The third element necessary for the successful completion of a realignment requires more detailed consideration. We have argued that the attitudinal change that is associated with realignment is a response to actions by government actions that are seen by the electorate as successfully dealing with societal problems. Given the structure of American government, the achievement of successful policy-making in all, probability requires that one party have unified
control of the three policy-making institutions. If this is the case, the possibility for realignment in the late 1970s are definitely asymmetrical. Given the continued viability of the New Deal coalition at levels below the presidential and considering the numerical impossibility of the Republicans gaining a majority in the U. S. Senate in 1976 only the Democratic Party would appear to have a chance of gaining unified control of government at the present time.

Whether the Democrats in power could manage to govern successfully is, of course another question. Burnham, in particular has implied that the real crisis of the American political system is the insolubility of current problems that, in effect, no government can successfully govern America. Obviously if this turns out to be true, we ought not to expect a traditional realignment to occur, but that might be the least of our worries.

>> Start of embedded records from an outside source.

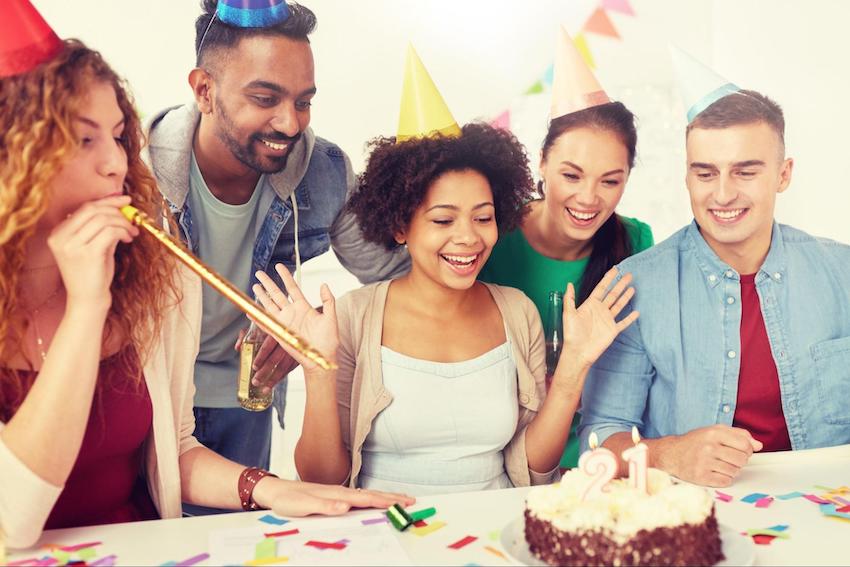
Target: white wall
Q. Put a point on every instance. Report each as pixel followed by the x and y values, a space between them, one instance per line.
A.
pixel 483 54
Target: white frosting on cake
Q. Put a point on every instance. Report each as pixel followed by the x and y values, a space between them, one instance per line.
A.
pixel 621 511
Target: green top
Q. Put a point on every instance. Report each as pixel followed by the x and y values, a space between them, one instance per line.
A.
pixel 515 263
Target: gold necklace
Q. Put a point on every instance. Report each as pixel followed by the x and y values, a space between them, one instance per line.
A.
pixel 35 311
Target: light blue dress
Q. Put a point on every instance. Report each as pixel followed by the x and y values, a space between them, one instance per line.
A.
pixel 446 427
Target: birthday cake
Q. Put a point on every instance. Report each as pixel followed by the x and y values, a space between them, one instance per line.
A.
pixel 669 524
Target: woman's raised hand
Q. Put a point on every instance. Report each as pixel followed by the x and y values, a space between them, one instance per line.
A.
pixel 292 309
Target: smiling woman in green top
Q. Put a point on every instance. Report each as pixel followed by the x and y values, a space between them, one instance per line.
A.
pixel 572 233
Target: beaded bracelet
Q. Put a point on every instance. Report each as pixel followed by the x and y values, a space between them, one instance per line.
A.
pixel 247 482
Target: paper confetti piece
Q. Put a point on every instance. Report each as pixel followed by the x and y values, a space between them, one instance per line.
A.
pixel 461 543
pixel 423 514
pixel 815 499
pixel 293 531
pixel 764 502
pixel 265 549
pixel 194 560
pixel 723 497
pixel 774 533
pixel 268 561
pixel 753 498
pixel 269 519
pixel 429 529
pixel 325 545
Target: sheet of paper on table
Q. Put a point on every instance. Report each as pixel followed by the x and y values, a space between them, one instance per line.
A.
pixel 364 544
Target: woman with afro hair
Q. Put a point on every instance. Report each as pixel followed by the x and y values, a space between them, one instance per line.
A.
pixel 440 386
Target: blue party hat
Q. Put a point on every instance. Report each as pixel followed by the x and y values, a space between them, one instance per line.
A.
pixel 699 86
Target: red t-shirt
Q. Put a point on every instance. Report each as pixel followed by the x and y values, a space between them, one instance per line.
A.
pixel 759 407
pixel 105 486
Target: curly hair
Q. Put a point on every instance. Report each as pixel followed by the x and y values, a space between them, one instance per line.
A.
pixel 37 139
pixel 398 176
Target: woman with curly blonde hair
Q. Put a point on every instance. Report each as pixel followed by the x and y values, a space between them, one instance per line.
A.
pixel 98 327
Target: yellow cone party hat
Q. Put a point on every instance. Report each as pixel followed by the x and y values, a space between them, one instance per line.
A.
pixel 423 110
pixel 574 87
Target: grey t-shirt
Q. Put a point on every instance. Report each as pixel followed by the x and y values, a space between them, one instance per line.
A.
pixel 226 237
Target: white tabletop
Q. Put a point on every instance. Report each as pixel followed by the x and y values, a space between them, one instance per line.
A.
pixel 814 539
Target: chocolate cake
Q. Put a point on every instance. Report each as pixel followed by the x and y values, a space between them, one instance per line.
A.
pixel 674 524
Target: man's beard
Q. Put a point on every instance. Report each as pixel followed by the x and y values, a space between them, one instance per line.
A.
pixel 247 153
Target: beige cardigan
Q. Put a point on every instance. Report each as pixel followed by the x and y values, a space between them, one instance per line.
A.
pixel 26 499
pixel 361 395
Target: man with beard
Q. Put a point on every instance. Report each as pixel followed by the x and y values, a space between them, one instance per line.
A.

In our view the real uncertainty about the possibility of realignment lies in the current disassociation of the presidency and Congress. If this disjuncture continues in policy-making it would make it unlikely that successful governing by a majority party would occur and, as importantly, unlikely that the credit for successful governing would be given to the party in power. Unless the electorate makes the connection between policy-making that they perceive to be successful and candidates running for office under a party label, the adoption of partisan loyalty necessary for a realignment will not occur. As we have argued above, the widespread availability of mass media can be an asset, not a hindrance, in facilitating the transmission of information on these points. Whether policy-making is successful and whether successes are advertised as party efforts rather than personal ones depend upon the behavior of party and governmental leadership. As Gerald Pomper argues, the American voter is a responsive voter; [51] the response will be determined in large party by the stimulus.

What are the prospects, then for 1976? We see two possibilities:

Whatever happens will depend partially on what the electorate does in November, but even more on what the leadership does after that.